Gildner at Lake Michigan


Ph.D., Paleontology
Cornell University

B.S. Geology
B.S. Geophysics
University of
Minnesota
 

Let's face it  - the reason many of us study the Earth and its history is that it is fascinating. We're all kids in a planet-sized candy store, and if the candy weren't enough, we in paleontology and Earth history also get 4 ½ billion years worth of candy-history. My main goal is to share with people the same wonder and fascination that keeps us all in a constant state of amazement. I want them to see what we see, to appreciate it and to enjoy it.

Paleontologist and Web wizard...

I have until recently been working in the World Wide Web software industry. In my day job, I help develop web software, by helping with requirements and design and by testing the product before it is released. The combination of the World Wide Web and paleontology is a good one, and here are a few of the things I've done with it...

  • Paleontological Research Institution web site - large site promoting both the institution and paleontology, including collections tours and virtual field trips. [site modified since my departure]
  • Mohawk Valley Fossils - presents the real-life biostratigraphy and stratigraphy of the Mohawk River Valley of New York [site modified since my departure]
  • Evolving natural selection applet - a simple Java 1.0 applet that changes a string of random letters into the word "evolving", using a Natural Selection algorithm.
  • Interactive natural selection applet Similar to the Evolving applet, but allows the user (student?) to enter their own word(s), rather than providing one for them.
  • Raup coiling model applet A Java implementation of Raup's famous shell coiling model. Student can set W, D, and T using sliders, and display the shell at the click of the mouse.

This page is a bit of that marriage between the WWW and paleontology, too. This page will change subtly and not-infrequently, as I develop new (to me at least) methods for making useful web pages. In this site, you'll find pages that use HTML 4.01, Cascading Style Sheets, JavaScript, and Java. Everything here is fully functional with any W3C-conformant browser. If you have problems with this page, don't blame me - blame your browser!

Teaching...

Pew Postdoctoral Teaching Fellowship, 1991

I also want to instill in people an appreciation of science, and to encourage people to use and trust their minds. The most effective method I have found to do so is to challenge them to think. Ask them questions with no right answer. Ask their reasoned opinions. Let them show themselves that they can do science.

I've been privileged to do so in the classroom at Cornell University and Union College, and in the field for the Paleontological Research Institution, Cornell, the University of Maine, Union College, and most recently at Indiana University Purdue University Fort Wayne (or IPFW).

Current Research...

What's a paleontologist doing with a BS in Geophysics? A lot. Someone once said that all you need to know to be a good paleontologist is everything. A background in geophysics has given me the quantitative skills to look at the history of life on earth with a different viewpoint, and that has allowed me to see things in a different light.

computer generated animation 
         of suture pattern on whorl

Computer-generated animation of an ammonitic suture pattern drawn onto the whorl, drawn using Fourier series

I'm currently working on the mathematical description of ammonite suture patterns using Fourier series.
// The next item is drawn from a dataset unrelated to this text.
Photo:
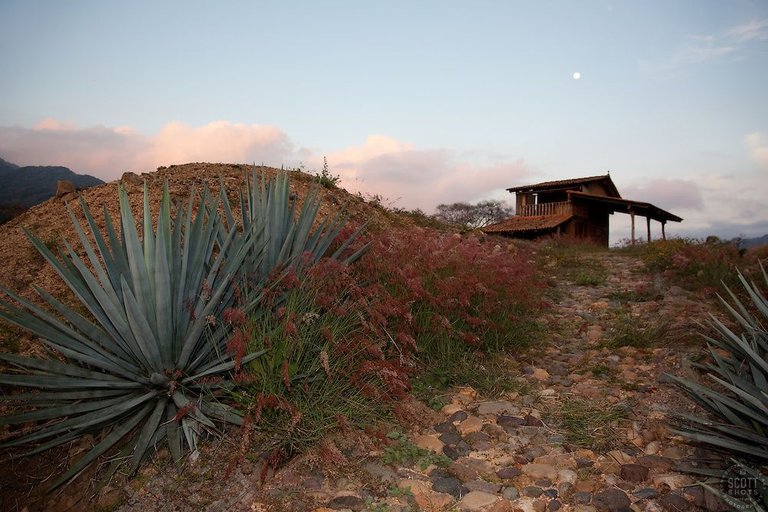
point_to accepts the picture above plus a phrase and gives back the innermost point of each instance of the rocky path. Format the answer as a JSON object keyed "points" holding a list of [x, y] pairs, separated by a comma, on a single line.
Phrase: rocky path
{"points": [[585, 431]]}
The problem has been tackled by many before (including me), without success. I've found a way to do it, and I'm pursuing ways to take advantage of the technique to study these extinct organisims. Among the other uses, the method allows the reconstruction of suture patterns via the Internet, with more accuracy and more efficiently than previously possible. The results of the analyses can be used for determining similarity between suture patterns (and therefore species) and providing a measure of the suture patterns' complexity. The method opens new ways to think about suture patterns - the limits of these avenues will not be known until they are explored, but here's an abstract of the oral presentation presented at the GSA Annual Meeting, November 15, 2000, and here's the article in Palaeontolgia Electronica.

Past Research...

 

Rose diagrams of the orientation of Triarthrus becki and graptolites from a single slab, showing nearly identical orientation.

This section shows some left-overs from years past. For example, a student of mine and I found that trilobite cranidia can be used as paleocurrent indicators, contrary to the implications of the published literature. This is a paper seeking a publisher!

Radiograph of pygidial area of Triarthrus eatoni from Beecher's Trilobite Bed, made using CHESS (the Cornell High Energy Synchrotron Source).

Radiograph

I have never been short of curiosity, and a lot of things interest me. One result is the image above, taken on a synchrotron. Why a synchrotron? Because you can tune the frequencies of the x-rays produced, and process the images to show more detail. I'm interested in broadening our understanding of the fossil record, by new ways of seeing things and new ways of analyzing what we've seen.

Pictures of the model output

Sediment accumulation along a slope, with no tectonic subsidence (all subsidence due to sediment loading).

My mathematical modeling work on sediment accumulation and the stratigraphy, begun as my dissertation, is on hold. The results indicated that epeiric seas could indeed have been maintained as extremely broad, extremely shallow bodies of water, much as Shaw and as Irwin discussed three decades ago. Such an interpretation has interesting paleoecological and evolutionary consequences. Applied to the Galena Group (upper Middle Ordovician; Upper Mississippi River Valley), time-correlation of stratigraphic sections separated by 100's of km predicted the location of bentonites to within 4 cm.